I haven't even finished this thing yet. I can't wait for the description when Andrew and Minga finally get it on. The book was written during the second World War and was undoubtedly supposed to be a patriotic effort; its Revolutionary setting was probably supposed to instill homegrown pride in its American readers. I wonder how many men ever read this book all the way through? It's a great example of pseudo-highbrow pseudo-porn. The story is fairly trite and predictable. The true art of this novel--and "The Barbarians" as well--is getting the reader turned on without ever using a dirty word. Forget the story; the ladies back home during the War felt patriotic because the book made them dream of their men overseas.

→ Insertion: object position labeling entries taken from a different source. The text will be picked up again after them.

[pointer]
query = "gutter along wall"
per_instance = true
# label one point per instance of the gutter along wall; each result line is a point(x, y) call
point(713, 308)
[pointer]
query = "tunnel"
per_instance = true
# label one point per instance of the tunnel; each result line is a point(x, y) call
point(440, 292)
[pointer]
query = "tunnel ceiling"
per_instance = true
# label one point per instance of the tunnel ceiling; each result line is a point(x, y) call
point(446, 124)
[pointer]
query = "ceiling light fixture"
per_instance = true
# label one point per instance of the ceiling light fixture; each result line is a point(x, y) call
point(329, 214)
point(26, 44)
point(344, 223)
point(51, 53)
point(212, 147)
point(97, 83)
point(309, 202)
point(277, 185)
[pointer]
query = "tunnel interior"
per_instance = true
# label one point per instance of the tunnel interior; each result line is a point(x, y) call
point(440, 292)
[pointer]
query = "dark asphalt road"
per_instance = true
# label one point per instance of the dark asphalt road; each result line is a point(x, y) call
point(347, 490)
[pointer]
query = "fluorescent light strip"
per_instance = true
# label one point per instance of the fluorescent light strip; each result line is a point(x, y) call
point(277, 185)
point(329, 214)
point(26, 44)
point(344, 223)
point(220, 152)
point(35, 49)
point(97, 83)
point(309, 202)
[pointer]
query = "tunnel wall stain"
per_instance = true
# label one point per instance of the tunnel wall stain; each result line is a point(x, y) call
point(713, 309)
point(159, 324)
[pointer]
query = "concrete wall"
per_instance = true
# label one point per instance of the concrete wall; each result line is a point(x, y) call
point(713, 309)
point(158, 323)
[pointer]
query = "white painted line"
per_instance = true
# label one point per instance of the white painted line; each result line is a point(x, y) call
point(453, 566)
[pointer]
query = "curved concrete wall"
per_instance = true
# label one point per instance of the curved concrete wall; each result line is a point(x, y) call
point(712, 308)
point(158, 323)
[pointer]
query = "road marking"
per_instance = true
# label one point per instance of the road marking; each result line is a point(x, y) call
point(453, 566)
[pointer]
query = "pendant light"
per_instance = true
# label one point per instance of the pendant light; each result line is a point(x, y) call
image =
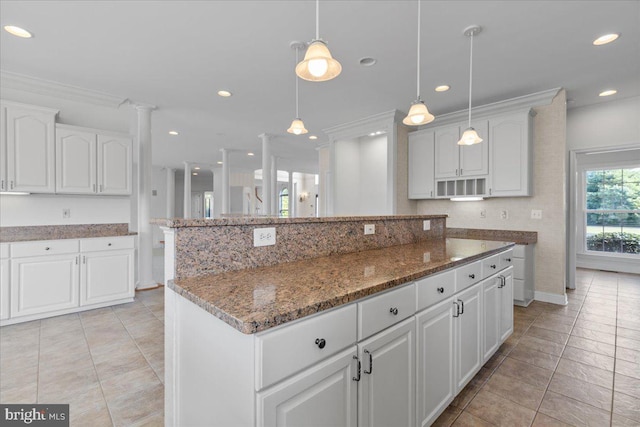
point(418, 113)
point(297, 126)
point(470, 136)
point(318, 65)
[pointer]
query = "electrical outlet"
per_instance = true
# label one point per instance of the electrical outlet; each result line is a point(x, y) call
point(264, 236)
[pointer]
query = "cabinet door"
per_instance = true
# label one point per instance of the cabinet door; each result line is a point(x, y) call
point(75, 162)
point(446, 151)
point(435, 365)
point(4, 289)
point(106, 276)
point(421, 164)
point(474, 159)
point(114, 165)
point(510, 155)
point(43, 284)
point(491, 303)
point(506, 306)
point(323, 395)
point(386, 394)
point(468, 336)
point(30, 150)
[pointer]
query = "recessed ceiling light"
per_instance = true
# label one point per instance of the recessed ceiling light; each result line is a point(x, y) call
point(368, 62)
point(607, 38)
point(17, 31)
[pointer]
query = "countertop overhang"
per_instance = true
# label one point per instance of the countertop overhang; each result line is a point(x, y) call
point(256, 299)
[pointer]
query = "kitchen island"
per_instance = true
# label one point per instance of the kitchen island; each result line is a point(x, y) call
point(296, 343)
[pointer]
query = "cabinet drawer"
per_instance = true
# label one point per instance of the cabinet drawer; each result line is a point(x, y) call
point(435, 288)
point(490, 265)
point(44, 247)
point(290, 348)
point(106, 243)
point(468, 274)
point(381, 311)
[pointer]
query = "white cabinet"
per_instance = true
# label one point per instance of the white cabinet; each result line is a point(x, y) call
point(90, 162)
point(4, 281)
point(323, 395)
point(28, 140)
point(511, 154)
point(386, 391)
point(421, 164)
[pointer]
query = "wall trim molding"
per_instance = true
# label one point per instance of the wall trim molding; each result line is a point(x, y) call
point(551, 298)
point(39, 86)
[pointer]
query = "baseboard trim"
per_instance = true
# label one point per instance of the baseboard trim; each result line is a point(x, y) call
point(552, 298)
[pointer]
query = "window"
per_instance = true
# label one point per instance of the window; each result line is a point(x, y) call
point(612, 210)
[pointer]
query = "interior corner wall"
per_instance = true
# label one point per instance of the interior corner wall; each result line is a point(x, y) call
point(549, 196)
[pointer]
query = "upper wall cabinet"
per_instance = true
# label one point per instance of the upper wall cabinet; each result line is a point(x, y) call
point(27, 144)
point(511, 154)
point(91, 162)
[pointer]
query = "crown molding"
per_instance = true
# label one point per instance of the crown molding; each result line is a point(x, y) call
point(39, 86)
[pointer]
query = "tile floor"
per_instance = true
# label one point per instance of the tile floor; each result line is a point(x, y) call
point(108, 364)
point(576, 365)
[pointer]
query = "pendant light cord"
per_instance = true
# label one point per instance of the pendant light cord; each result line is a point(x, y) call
point(470, 75)
point(418, 62)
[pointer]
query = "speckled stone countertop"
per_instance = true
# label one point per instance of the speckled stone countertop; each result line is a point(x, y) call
point(57, 232)
point(519, 237)
point(256, 299)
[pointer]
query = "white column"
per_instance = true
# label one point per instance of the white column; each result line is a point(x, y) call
point(225, 181)
point(266, 174)
point(145, 178)
point(187, 190)
point(171, 192)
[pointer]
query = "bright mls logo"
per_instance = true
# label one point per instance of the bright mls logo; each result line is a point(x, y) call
point(34, 415)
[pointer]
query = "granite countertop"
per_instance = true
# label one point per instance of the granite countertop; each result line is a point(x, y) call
point(57, 232)
point(256, 299)
point(265, 220)
point(518, 237)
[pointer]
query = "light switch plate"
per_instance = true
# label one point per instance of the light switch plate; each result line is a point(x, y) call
point(264, 236)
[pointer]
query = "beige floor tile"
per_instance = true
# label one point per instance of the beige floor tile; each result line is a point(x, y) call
point(572, 411)
point(585, 392)
point(586, 373)
point(627, 406)
point(484, 407)
point(516, 391)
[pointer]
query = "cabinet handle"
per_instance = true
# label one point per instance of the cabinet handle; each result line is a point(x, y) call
point(358, 364)
point(370, 362)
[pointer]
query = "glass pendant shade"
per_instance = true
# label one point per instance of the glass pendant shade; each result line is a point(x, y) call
point(470, 137)
point(418, 115)
point(297, 127)
point(318, 65)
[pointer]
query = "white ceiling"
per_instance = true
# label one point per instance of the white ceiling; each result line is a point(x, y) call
point(178, 54)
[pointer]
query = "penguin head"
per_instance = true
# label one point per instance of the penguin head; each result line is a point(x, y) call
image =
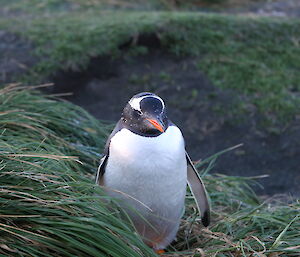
point(145, 114)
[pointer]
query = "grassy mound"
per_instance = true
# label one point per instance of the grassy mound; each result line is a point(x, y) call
point(49, 206)
point(258, 58)
point(49, 152)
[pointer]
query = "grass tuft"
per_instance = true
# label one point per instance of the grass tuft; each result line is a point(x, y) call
point(49, 151)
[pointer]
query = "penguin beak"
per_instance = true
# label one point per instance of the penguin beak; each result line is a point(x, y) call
point(157, 124)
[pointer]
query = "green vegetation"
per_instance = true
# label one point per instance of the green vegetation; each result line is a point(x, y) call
point(259, 58)
point(49, 149)
point(50, 207)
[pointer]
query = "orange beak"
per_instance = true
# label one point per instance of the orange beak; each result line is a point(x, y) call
point(157, 125)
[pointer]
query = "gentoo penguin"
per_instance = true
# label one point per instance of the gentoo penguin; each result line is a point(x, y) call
point(146, 166)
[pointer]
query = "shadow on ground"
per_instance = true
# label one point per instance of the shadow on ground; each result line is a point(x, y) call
point(203, 112)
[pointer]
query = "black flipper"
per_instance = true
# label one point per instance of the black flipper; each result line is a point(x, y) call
point(198, 190)
point(103, 161)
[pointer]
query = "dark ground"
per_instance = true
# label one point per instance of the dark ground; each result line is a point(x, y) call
point(202, 111)
point(194, 104)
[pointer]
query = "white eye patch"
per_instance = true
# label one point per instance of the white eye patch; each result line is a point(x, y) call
point(135, 103)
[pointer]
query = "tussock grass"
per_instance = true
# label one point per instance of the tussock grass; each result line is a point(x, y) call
point(49, 151)
point(258, 58)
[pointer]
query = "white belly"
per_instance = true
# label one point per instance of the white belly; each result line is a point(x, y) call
point(151, 173)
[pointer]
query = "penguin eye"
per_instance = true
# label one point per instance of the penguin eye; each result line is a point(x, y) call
point(138, 112)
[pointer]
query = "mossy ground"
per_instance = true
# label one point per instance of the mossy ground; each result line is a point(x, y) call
point(256, 57)
point(50, 149)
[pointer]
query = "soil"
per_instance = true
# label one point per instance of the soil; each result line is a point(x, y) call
point(200, 109)
point(105, 87)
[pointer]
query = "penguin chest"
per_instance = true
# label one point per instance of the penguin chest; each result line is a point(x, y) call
point(149, 171)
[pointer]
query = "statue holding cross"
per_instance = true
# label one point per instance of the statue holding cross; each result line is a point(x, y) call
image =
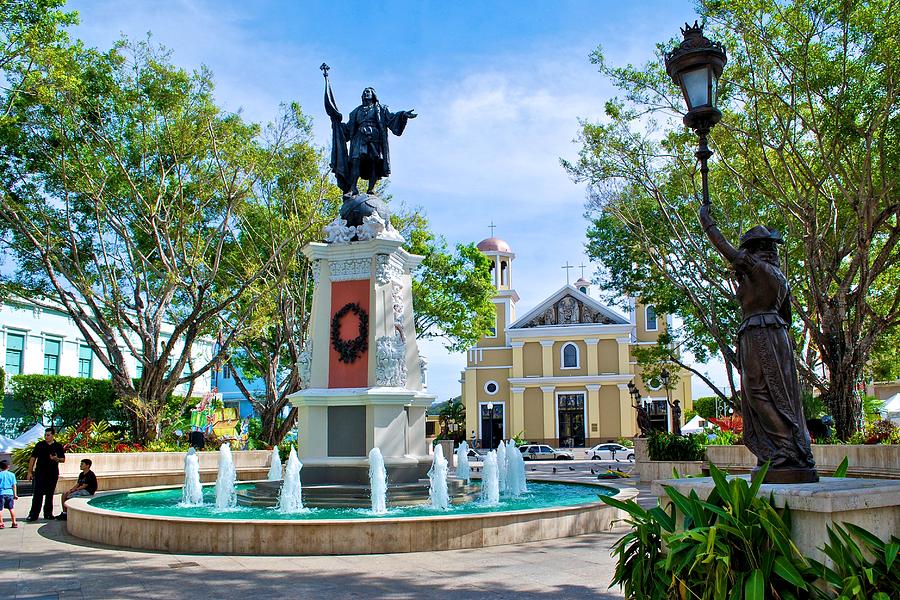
point(366, 133)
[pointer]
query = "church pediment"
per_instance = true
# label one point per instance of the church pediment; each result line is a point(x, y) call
point(569, 307)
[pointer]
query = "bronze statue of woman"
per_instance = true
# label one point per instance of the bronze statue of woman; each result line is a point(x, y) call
point(774, 425)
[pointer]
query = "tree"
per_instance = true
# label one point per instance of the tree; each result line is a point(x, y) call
point(808, 143)
point(128, 197)
point(270, 348)
point(452, 290)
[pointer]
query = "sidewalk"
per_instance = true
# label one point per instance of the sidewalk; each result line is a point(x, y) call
point(42, 561)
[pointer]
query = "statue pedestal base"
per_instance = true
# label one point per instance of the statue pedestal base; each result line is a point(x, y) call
point(873, 504)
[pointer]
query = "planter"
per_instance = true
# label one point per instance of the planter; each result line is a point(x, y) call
point(879, 461)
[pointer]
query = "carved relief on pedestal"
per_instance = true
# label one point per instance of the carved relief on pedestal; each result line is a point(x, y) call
point(304, 365)
point(350, 269)
point(387, 268)
point(390, 361)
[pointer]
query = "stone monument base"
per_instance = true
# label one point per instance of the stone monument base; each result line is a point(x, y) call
point(873, 504)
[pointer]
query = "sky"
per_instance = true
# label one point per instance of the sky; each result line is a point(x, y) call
point(499, 88)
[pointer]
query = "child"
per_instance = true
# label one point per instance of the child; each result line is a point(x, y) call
point(84, 488)
point(8, 493)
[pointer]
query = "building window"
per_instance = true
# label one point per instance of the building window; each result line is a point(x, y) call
point(85, 362)
point(651, 319)
point(15, 346)
point(51, 357)
point(570, 356)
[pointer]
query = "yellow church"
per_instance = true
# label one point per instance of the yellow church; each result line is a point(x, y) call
point(559, 374)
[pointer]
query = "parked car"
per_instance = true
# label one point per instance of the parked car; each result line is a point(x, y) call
point(544, 452)
point(610, 452)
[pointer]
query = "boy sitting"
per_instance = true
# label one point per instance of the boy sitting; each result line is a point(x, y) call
point(86, 486)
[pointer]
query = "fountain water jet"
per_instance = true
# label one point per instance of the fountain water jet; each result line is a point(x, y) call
point(275, 468)
point(378, 481)
point(490, 488)
point(501, 467)
point(291, 498)
point(437, 474)
point(226, 497)
point(192, 492)
point(462, 462)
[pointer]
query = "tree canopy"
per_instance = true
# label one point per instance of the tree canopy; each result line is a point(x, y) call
point(808, 144)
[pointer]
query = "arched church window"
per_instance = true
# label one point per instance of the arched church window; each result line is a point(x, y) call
point(570, 356)
point(651, 319)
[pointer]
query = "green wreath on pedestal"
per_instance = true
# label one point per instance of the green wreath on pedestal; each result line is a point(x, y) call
point(350, 350)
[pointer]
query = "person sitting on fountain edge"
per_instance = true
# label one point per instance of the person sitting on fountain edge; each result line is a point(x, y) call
point(84, 488)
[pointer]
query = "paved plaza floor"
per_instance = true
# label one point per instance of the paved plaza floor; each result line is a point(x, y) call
point(41, 560)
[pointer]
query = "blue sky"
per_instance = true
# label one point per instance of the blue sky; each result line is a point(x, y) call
point(498, 86)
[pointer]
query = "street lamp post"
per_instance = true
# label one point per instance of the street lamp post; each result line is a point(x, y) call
point(773, 436)
point(695, 66)
point(491, 426)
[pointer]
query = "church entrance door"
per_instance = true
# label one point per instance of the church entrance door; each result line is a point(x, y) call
point(570, 414)
point(491, 425)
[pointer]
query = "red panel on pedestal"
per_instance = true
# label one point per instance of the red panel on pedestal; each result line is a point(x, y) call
point(355, 374)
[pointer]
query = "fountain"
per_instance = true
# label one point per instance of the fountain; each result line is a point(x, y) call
point(501, 467)
point(361, 412)
point(192, 492)
point(437, 475)
point(226, 497)
point(275, 468)
point(378, 481)
point(490, 485)
point(463, 471)
point(291, 498)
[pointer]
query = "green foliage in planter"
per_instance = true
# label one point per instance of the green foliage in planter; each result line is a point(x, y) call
point(72, 398)
point(669, 446)
point(736, 545)
point(852, 574)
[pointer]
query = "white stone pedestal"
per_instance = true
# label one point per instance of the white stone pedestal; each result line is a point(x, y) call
point(873, 504)
point(378, 398)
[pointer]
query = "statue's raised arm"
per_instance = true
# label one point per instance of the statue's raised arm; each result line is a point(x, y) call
point(366, 132)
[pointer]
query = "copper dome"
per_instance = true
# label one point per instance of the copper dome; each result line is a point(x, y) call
point(494, 245)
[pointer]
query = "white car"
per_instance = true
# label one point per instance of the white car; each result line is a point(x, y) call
point(610, 451)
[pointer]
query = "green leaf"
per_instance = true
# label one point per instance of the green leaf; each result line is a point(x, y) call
point(787, 571)
point(755, 587)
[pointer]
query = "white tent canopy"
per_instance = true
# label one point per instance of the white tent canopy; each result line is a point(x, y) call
point(32, 435)
point(695, 425)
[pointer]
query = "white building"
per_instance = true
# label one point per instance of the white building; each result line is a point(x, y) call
point(40, 340)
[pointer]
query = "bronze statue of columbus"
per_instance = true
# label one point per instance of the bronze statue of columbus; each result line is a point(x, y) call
point(366, 132)
point(774, 425)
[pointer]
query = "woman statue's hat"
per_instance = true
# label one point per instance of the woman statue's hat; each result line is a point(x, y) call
point(760, 233)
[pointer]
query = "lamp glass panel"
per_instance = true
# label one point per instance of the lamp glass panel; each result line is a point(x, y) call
point(696, 87)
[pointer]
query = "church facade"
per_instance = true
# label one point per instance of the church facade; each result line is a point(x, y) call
point(559, 374)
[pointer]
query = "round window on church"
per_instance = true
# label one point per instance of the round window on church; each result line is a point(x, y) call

Never mind Poe and his silly labyrinthine descriptions of unnecessary details. F. van Wyck Mason, though a native of the North, was in spirit an author of the Old South. He fills your mind with thoughts of heaving bosoms and rigid loins, but they're so encased in "yellow lawn, with dainty scarlet ribbons" and "scarlet shirt open to his belt" that you'll never know you're reading something naughty.